I remember the exact moment I last had them — a Thursday afternoon, getting home after hustling two kids home from their day’s-end activities, jostling our various bags and stray mittens and re-closing the car door on Isaac’s side. I had to leave again almost immediately after, and when I did I couldn’t find my keys.
They’re somewhere, of course. Logically, they’re somewhere in the 25 or so paces between the car and the house, buried under a layer or two of snow, perhaps by now shovel-tossed into the garden or our neighbour’s yard. Or, worse, they somehow got shovelled down to the end of the driveway and have been mangled by a snowplow or have fallen into a grating.

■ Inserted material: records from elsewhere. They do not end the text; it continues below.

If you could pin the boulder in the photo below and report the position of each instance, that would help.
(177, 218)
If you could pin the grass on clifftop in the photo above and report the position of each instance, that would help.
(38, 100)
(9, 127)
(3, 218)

They’re somewhere. But I don’t know where. And this is maddening. And not only because it’ll cost $150 or so to replace them.
It seems to be the season of losing things – so many layers, so many pockets, that who knows what ends up where? We lost a library book, one that I swear I had just seen and then — no. Not behind the back of a child’s bed or anywhere on the bookshelves I combed through obsessively, fretting less over the $4.99 replacement cost than the fact that it should have been there. If I could just see it. Rachel has lost a hat — her favourite hat, naturally; the one that fits just perfectly under her hood. Of course, it’s black, and relatively small (just like my car keys), could easily be mistaken for a sock, shoved in a drawer. In a bizarre twist of fate, she’s also lost her house keys, which has rendered our household some perverse iteration of the Hotel California: she can’t check out, and I can never leave.
I lost a ring once: a 13th birthday present from my cousin, Nancy, who had had her own 13th-birthday ring restyled and resized for me. It flipped off a beach towel into long grass at my summer camp, where I had foolishly worn it. That was nearly 30 years ago, and I still feel that I could never properly look Nancy in the eye again. I haven’t since. I’d love to. And I can’t bear the thought.
Perhaps not coincidentally, we’re reading The Borrowers with Isaac.
We lose swimming goggles, recipes, Rowan’s piano homework sheets, still more books, the New York Times Magazine (recovered behind a chair in Rowan’s room: “Why would I have the New York Times?” he asked, as though I might have a decent answer for him). We lose mittens, Tupperware lids, gym membership cards, Isaac’s sneakers, my favourite hoodie, bobby pins to hold back Rowan’s hair. We forget the music back for piano lessons, the swimming bag for swimming lessons, the reusable bags for the grocery store, come back and run around and dig up what we can and go forth, go forth, go forth into the day.